The ostensible surface issue is that the current code for netstat, ifconfig, and so on operates in an inefficient way. Per various people, netstat et al operate by reading various files in /proc, and doing this is not the most efficient thing in the world (either on the kernel side or on netstat's side). You won't notice this on a small system, but apparently there are real impacts on large ones. Modern commands like ss and ip use Linux's netlink sockets, which are much more efficient. In theory netstat, ifconfig, and company could be rewritten to use netlink too; in practice this doesn't seem to have happened and there may be political issues involving different groups of developers with different opinions on which way to go.

(Netstat and ifconfig are part of net-tools, while ss and ip are part of iproute2.)

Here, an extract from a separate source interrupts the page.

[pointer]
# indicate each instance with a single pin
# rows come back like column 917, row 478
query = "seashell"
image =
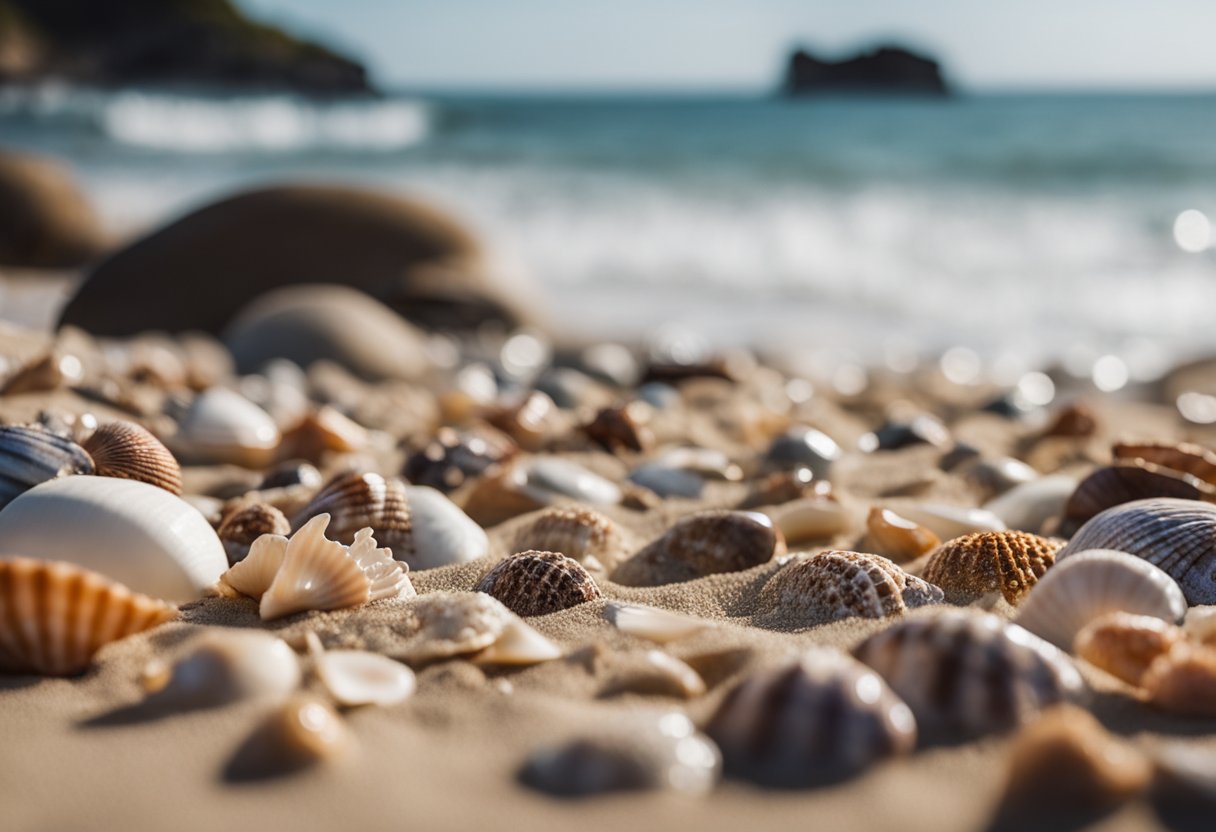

However, the deeper issue is the interface that netstat, ifconfig, and company present to users. In practice, these commands are caught between two masters. On the one hand, the information the tools present and the questions they let us ask are deeply intertwined with how the kernel itself does networking, and in general the tools are very much supposed to report the kernel's reality. On the other hand, the users expect netstat, ifconfig and so on to have their traditional interface (in terms of output, command line arguments, and so on); any number of scripts and tools fish things out of ifconfig output, for example. As the Linux kernel has changed how it does networking, this has presented things like ifconfig with a deep conflict; their traditional output is no longer necessarily an accurate representation of reality.

For instance, here is ifconfig output for a network interface on one of my machines:

 ; ifconfig -a
 em0: flags=4163<UP,BROADCAST,RUNNING,MULTICAST>  mtu 1500
    inet 128.100.3.XX  netmask  broadcast
    inet6 fe80::6245:cbff:fea0:e8dd  prefixlen 64  scopeid 0x20<link>
    ether 60:45:cb:a0:e8:dd  txqueuelen 1000  (Ethernet)

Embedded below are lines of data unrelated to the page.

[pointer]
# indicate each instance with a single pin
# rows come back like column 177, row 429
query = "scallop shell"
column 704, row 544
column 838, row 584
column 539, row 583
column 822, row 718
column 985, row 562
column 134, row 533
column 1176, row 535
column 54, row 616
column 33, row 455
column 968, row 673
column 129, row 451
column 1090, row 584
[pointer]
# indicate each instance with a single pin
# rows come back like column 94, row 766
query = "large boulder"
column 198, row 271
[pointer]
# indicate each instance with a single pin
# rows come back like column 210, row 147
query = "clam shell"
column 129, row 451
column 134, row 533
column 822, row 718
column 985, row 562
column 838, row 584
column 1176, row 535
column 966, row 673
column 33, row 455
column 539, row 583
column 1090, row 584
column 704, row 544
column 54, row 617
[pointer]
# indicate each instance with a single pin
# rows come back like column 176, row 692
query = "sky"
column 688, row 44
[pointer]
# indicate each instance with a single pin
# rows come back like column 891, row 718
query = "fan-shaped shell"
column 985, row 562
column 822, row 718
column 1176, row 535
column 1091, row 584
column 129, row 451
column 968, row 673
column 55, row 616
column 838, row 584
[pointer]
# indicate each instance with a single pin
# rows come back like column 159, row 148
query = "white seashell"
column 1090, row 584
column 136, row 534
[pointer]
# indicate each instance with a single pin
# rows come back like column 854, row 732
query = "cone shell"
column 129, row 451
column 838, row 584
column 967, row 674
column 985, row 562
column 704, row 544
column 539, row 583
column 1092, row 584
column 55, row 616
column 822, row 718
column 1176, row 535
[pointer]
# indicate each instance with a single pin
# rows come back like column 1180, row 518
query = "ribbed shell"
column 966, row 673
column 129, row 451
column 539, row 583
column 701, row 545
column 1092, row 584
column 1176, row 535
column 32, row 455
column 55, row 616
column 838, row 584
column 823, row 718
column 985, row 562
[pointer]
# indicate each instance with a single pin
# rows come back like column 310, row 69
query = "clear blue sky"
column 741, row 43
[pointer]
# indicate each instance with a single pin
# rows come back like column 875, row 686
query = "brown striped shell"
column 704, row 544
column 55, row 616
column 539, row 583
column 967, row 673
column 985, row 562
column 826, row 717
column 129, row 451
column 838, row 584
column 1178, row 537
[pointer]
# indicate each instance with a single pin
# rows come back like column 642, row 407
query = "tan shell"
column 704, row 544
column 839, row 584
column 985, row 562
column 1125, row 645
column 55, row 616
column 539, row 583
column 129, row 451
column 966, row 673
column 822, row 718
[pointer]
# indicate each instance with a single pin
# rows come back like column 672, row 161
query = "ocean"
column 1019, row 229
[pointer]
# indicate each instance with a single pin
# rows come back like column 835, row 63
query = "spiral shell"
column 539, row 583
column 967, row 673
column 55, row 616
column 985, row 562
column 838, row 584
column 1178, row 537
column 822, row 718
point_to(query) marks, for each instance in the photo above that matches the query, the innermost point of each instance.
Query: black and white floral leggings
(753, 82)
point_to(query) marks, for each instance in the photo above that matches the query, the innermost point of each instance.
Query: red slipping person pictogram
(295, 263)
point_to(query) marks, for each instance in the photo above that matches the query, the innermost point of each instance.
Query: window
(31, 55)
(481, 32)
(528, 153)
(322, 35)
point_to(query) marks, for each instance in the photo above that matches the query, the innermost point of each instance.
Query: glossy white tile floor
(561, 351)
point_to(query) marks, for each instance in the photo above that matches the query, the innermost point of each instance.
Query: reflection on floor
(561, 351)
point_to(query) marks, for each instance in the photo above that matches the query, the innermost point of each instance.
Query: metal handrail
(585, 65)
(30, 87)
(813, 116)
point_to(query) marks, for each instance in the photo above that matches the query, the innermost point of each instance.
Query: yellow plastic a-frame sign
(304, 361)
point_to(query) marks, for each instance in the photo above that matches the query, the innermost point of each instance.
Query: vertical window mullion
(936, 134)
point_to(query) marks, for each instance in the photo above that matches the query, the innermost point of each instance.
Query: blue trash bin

There are no other 'em0:...' devices reported by ifconfig, which is unfortunate because this output from ifconfig is not really an accurate picture of reality:

; ip -4 addr show em0
  inet 128.100.3.XX/24 brd scope global em0
    valid_lft forever preferred_lft forever
  inet 128.100.3.YY/24 brd scope global secondary em0
    valid_lft forever preferred_lft forever

This interface has an IP alias, set up through systemd's networkd. Perhaps there once was a day when all IP aliases on Linux had to be set up through additional alias interfaces, which ifconfig would show, but these days each interface can have multiple IPs and directly setting them this way is the modern approach.

This issue presents programs like ifconfig with an unappealing choice. They can maintain their traditional output, which is now sometimes a lie but which keeps people's scripts working, or they can change the output to better match reality and probably break some scripts. It's likely to be the case that the more they change their output (and arguments and so on) to match the kernel's current reality, the more they will break scripts and tools built on top of them. And some people will argue that those scripts and tools that would break are already broken, just differently; if you're parsing ifconfig output on my machine to generate a list of all of the local IP addresses, you're already wrong.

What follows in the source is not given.